In a compelling address at the World Hindu Congress (WHC) held in Thailand’s capital, RSS Sarkaryavah Dattatreya Hosabale emphasised the critical need for enhanced coordination among diverse Hindu organisations globally. Hosabale argued that the current array of associations, forums, and groups, often centred around language, sects, castes, sub-castes, and gurus, have led to a fragmentation that undermines the unity of the Hindu community. The Congress renounced ‘Hinduism,’ adopting terms like Hindutva and Hindu Dharma for inclusivity.

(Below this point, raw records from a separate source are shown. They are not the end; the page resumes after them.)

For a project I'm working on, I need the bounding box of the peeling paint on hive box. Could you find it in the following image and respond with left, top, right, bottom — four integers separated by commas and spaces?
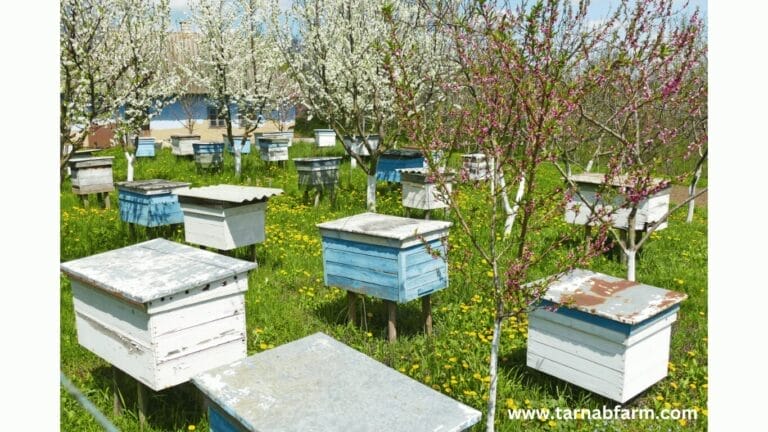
117, 179, 191, 227
527, 269, 687, 403
192, 333, 481, 432
178, 185, 283, 250
317, 213, 451, 303
61, 239, 255, 391
398, 168, 453, 210
171, 135, 200, 156
136, 137, 156, 157
565, 173, 671, 230
69, 156, 115, 195
376, 149, 424, 182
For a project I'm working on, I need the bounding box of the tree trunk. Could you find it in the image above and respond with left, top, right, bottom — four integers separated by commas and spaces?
232, 145, 245, 177
125, 151, 136, 181
485, 312, 502, 432
365, 173, 376, 213
685, 165, 701, 223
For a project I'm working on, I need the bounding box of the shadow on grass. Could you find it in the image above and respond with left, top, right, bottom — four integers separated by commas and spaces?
313, 295, 432, 339
92, 366, 206, 431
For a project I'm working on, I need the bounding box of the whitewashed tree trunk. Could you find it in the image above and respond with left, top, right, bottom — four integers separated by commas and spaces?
233, 146, 245, 177
685, 165, 701, 223
499, 173, 525, 238
485, 314, 503, 432
365, 174, 376, 213
125, 151, 136, 181
624, 250, 637, 282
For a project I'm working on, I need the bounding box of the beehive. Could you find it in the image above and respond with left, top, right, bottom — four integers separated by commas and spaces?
315, 129, 336, 147
222, 134, 251, 154
343, 135, 380, 156
117, 179, 191, 227
192, 333, 481, 432
259, 136, 290, 162
192, 142, 224, 170
69, 156, 115, 195
171, 135, 200, 156
61, 239, 255, 391
177, 185, 283, 250
317, 213, 451, 303
565, 173, 671, 230
527, 269, 687, 403
399, 168, 453, 210
461, 153, 488, 181
136, 137, 156, 157
376, 149, 424, 182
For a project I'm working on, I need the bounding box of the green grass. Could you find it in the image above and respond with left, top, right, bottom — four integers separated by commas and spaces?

During his speech on Friday evening, Hosabale underlined that the proliferation of these organisations, while individually dedicated to specific causes, has resulted in the overshadowing of the broader Hindu identity. “In this diversity of organisations, Hindu is lost. The larger objective should not be forgotten. Many a time, the diversity of Hindu society has led to disunity in many places,” he remarked.
The RSS leader advocated for improved collaboration among Hindu organisations to overcome contradictions and differences, emphasising the importance of articulating the voice of Hindu society collectively. He urged these organisations to share information, coordinate efforts, and avoid duplication, emphasising that duplication would lead nowhere.

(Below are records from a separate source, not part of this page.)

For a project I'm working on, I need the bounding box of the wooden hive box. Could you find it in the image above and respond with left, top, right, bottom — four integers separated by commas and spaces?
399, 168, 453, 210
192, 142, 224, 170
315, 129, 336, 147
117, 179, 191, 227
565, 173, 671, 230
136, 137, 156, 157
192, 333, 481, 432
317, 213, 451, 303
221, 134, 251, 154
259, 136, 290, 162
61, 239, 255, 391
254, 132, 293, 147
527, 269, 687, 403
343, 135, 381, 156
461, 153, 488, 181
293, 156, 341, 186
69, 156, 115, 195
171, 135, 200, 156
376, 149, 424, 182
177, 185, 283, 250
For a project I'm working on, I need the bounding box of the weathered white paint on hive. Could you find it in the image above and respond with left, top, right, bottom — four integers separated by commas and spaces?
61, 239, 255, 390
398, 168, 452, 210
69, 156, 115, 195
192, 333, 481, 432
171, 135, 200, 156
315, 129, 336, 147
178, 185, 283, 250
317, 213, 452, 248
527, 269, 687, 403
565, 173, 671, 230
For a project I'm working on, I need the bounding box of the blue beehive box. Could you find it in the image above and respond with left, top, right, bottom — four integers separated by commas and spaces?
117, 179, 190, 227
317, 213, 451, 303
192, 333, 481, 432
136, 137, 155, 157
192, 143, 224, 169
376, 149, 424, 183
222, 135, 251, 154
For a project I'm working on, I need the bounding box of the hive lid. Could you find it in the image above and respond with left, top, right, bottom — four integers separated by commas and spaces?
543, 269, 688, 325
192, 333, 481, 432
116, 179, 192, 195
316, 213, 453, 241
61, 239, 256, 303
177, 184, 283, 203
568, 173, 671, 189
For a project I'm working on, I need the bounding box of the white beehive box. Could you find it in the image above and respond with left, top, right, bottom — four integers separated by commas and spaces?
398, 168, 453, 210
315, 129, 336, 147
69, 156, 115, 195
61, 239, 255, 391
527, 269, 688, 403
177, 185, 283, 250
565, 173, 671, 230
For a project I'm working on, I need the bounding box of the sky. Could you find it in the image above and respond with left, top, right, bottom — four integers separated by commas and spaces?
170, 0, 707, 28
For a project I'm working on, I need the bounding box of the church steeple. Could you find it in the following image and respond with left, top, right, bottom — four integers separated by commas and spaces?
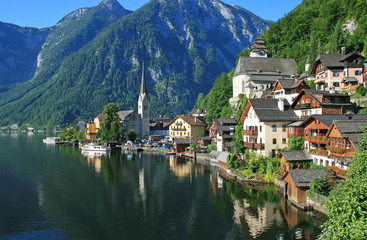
140, 62, 147, 94
138, 62, 150, 138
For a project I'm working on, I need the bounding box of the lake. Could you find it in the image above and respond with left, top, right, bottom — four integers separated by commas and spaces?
0, 133, 326, 240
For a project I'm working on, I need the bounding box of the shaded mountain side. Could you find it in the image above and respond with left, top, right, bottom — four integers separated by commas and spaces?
0, 0, 270, 127
261, 0, 367, 73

Hosabale identified key challenges faced by the Hindu community globally, including proselytization, the suppression of human rights of Hindus, and the absence of departments dedicated to Hindu studies and Indian languages in Western universities. He stressed the need for better organisation to address these challenges effectively.
“Hindu organisations will have to share information, coordinate, cooperate, collaborate among themselves, and avoid duplication. Duplication will lead nowhere,” Hosabale emphasised.
The WHC, a quadrennial event, commenced on Friday with delegates from over 60 countries participating. Swami Vigyanananda, the founder and global chairman of the World Hindu Foundation, initiated the event with the blowing of the conch.
In a significant development, the WHC renounced the term ‘Hinduism,’ asserting that it reflected oppression and discrimination. Instead, the Congress embraced the terms Hindutva and Hindu Dharma to refer to the “eternal” religion, considering them more accurate and inclusive of the broader Hindu identity.
Earlier in the day, RSS Sarsanghchalak Mohan Bhagwat delivered a message that resonated with the theme of the Congress. He expressed that India, rooted in its cultural heritage, would show the path of happiness and satisfaction to a world grappling with experiments in materialism, communism, and capitalism. Bhagwat appealed to Hindus worldwide to connect with each other and engage with the world collectively.
As the WHC progresses, the focus remains on fostering unity among Hindu organisations to address challenges faced by the community globally. The calls for collaboration, coordination, and a unified voice underscore the urgency of a collective effort to preserve and promote the diverse yet cohesive Hindu identity on the global stage.